Russia threat to U.S. bases in Europe

Russia threat to U.S. bases in Europe
Growing tension in Georgia after police death at the hands of Russian soldiers

Russia threatened yesterday by pointing missiles at bases hosting U.S. defence system in Poland and Czech Republic, while tensions rose in Georgia.

"... I can not exclude that part of our intercontinental missiles have targeted the facilities of the missile shield in Poland and Czech Republic and potential sites similar," he said in Moscow on general Nikolai Solovtsov, chief of the Russian strategic forces, AFP reported .

Despite the warnings, the Government of the Czech Republic announced shortly after the approval of the military agreement Sofia called on the deployment of U.S. forces in the future based antimissile.

The Czech prime minister, Mirek Topolánek, avoided falling into the Russian provocation.

"I do not intend to contribute to a deterioration (of relations) or a rhetoric of the Cold War. The radar is purely defensive, designed to curb long-range missiles of States' canallas'", a term with which Washington refers to countries deemed a threat to global security, Topolanek said.

As for Poland, the White House signed an agreement in mid-August that provides for the deployment by 2012 of ten interceptors capable of destroying in mid-flight long-range ballistic missiles.

On the eve of a visit to Warsaw, the head of Russian diplomacy, Sergei Lavrov accused the United States to break the military balance with Russia. "Certainly it has not understood that Poland has become part of a very dangerous game. The balance between the military potential of Washington and Moscow has been broken because of U.S." he said.

Lavrov's visit, which will meet today with his Polish counterpart, Radoslaw Sikorski, and the prime minister of Poland, Donald Tusk, is the first of a senior Russian in a country of the European Union (EU) since the beginning August crisis erupted with Georgia.

Meanwhile, in Georgia tension was exacerbated after the death of a policeman hit by gunfire from Georgian Russian soldiers at a checkpoint near the separatist province of South Ossetia, informed the spokesman of the Ministry of Interior, Shota Utiashvili.

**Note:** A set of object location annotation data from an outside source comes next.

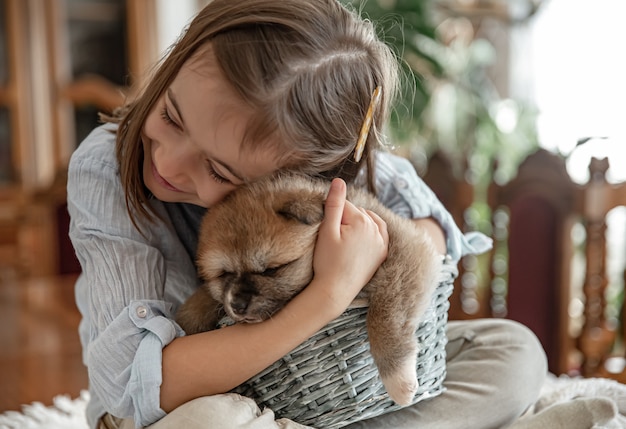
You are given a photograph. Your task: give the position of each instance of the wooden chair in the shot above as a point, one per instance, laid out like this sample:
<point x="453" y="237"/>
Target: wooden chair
<point x="530" y="271"/>
<point x="597" y="338"/>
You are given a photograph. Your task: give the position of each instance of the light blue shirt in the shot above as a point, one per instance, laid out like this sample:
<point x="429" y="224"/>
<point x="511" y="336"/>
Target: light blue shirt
<point x="132" y="284"/>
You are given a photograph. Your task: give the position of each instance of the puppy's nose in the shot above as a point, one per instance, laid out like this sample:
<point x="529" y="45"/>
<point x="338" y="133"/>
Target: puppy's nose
<point x="240" y="302"/>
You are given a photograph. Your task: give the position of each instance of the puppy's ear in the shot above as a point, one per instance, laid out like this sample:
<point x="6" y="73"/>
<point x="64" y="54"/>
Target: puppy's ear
<point x="309" y="211"/>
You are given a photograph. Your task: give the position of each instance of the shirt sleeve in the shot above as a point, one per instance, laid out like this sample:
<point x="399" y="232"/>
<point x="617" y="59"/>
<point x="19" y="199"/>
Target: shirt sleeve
<point x="404" y="192"/>
<point x="128" y="290"/>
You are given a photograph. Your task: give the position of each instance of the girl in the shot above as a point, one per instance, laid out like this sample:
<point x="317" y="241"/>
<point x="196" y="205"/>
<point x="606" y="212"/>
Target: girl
<point x="254" y="86"/>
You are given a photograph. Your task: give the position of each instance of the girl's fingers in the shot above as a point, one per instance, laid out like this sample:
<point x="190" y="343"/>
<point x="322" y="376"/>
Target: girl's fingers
<point x="335" y="203"/>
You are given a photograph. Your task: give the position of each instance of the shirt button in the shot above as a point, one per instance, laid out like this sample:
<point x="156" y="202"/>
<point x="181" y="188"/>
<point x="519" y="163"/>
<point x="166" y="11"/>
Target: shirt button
<point x="401" y="183"/>
<point x="142" y="312"/>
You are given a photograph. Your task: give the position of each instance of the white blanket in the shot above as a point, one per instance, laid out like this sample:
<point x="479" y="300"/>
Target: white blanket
<point x="577" y="403"/>
<point x="564" y="403"/>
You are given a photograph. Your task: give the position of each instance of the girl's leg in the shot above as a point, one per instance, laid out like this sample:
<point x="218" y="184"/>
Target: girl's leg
<point x="495" y="371"/>
<point x="230" y="411"/>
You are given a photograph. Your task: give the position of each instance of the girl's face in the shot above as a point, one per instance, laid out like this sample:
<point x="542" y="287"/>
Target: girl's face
<point x="193" y="137"/>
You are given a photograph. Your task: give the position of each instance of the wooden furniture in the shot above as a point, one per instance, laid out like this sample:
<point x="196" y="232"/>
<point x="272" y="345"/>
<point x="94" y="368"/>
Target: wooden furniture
<point x="598" y="337"/>
<point x="61" y="63"/>
<point x="531" y="262"/>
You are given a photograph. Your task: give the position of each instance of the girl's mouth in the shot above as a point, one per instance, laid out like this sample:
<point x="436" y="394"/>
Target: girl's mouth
<point x="162" y="181"/>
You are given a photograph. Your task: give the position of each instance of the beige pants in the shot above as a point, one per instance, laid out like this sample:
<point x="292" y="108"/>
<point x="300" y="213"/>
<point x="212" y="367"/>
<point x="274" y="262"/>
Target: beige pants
<point x="495" y="371"/>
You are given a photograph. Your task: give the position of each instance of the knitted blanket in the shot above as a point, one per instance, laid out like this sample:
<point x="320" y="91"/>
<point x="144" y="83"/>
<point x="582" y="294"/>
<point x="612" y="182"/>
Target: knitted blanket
<point x="564" y="403"/>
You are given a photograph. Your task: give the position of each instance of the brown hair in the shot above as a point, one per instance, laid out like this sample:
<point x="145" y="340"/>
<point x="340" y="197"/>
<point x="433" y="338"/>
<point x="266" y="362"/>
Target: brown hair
<point x="308" y="68"/>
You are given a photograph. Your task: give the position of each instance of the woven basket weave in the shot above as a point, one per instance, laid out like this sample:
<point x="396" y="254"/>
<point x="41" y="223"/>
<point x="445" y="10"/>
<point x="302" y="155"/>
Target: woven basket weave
<point x="331" y="380"/>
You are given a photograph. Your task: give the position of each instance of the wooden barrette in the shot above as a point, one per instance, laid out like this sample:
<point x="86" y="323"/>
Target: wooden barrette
<point x="367" y="124"/>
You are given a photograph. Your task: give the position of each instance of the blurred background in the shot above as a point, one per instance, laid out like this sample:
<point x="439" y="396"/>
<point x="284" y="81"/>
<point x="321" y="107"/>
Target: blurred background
<point x="506" y="104"/>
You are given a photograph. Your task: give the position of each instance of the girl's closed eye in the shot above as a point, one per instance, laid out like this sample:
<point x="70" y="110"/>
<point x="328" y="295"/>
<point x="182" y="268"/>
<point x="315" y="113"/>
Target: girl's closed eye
<point x="167" y="118"/>
<point x="215" y="175"/>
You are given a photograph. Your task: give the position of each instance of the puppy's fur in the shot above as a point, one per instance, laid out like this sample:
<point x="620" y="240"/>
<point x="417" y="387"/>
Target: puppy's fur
<point x="255" y="253"/>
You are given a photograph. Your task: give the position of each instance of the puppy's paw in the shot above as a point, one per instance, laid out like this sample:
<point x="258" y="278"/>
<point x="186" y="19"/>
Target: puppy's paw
<point x="402" y="384"/>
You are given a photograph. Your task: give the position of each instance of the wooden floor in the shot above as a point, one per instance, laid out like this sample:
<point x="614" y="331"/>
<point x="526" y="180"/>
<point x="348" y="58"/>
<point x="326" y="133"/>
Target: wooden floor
<point x="40" y="353"/>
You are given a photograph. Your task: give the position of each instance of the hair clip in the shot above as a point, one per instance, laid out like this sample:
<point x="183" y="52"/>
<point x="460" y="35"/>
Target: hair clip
<point x="367" y="124"/>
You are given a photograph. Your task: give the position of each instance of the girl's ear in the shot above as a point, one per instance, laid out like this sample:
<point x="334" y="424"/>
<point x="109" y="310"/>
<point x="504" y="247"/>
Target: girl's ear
<point x="308" y="210"/>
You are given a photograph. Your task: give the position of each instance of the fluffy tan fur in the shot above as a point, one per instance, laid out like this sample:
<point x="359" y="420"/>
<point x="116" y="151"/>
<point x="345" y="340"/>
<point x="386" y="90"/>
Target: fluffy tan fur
<point x="255" y="253"/>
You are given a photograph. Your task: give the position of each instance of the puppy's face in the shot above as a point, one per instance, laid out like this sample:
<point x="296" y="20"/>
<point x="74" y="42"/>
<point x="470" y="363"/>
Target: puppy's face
<point x="256" y="249"/>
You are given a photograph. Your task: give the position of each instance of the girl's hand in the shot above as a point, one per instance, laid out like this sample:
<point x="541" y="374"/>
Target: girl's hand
<point x="351" y="245"/>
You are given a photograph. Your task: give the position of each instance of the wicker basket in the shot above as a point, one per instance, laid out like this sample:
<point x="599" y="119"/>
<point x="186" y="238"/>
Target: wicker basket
<point x="331" y="380"/>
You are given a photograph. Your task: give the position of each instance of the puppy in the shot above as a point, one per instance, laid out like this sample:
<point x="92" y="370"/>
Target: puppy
<point x="255" y="253"/>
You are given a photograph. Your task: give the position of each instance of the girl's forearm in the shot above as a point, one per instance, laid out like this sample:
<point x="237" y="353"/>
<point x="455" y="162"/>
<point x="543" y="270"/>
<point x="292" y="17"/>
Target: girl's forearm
<point x="216" y="361"/>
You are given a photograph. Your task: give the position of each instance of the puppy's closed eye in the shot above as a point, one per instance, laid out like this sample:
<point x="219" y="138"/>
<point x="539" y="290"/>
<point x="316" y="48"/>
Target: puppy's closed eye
<point x="270" y="272"/>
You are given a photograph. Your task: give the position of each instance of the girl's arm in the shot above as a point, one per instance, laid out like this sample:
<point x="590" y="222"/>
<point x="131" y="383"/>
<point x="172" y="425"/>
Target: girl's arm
<point x="352" y="243"/>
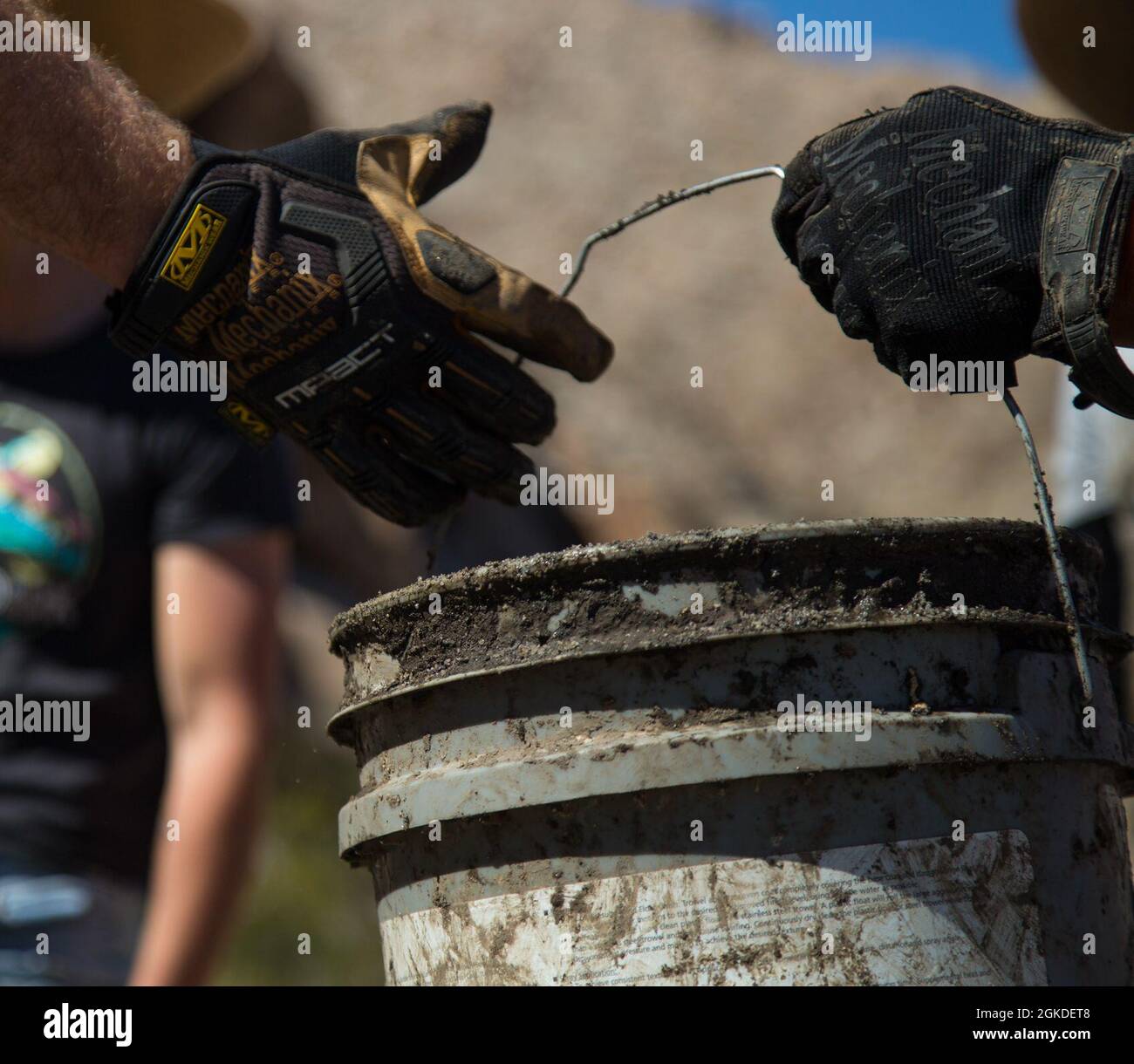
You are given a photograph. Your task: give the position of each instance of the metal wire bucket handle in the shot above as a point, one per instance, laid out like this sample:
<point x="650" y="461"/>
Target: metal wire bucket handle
<point x="1042" y="498"/>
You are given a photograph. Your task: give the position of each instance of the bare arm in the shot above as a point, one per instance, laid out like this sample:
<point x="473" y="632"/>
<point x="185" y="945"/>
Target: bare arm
<point x="216" y="663"/>
<point x="84" y="168"/>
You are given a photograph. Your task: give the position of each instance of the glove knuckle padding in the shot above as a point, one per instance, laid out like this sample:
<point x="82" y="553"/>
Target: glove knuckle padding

EU Mission in Georgia The Russian ambassador to the Organization of the North Atlantic Treaty (NATO), Dmitri Rogozin, said that the civilian observer mission in Georgia in the EU will not enter into the territories of South Ossetia and Abkhazia, but security zones around their respective districts.

The agreement reached by three EU leaders in Moscow only refers to those areas and the French president, Nicolas Sarkozy, "it fully understands," said Rogozin, Efe said.

"If there is no mention in the text" to the presence of observers at these sites, then "there is no there," added the ambassador, who stressed that the agreement only mentions the so-called "security zones" in Georgian soil around the two secessionist regions.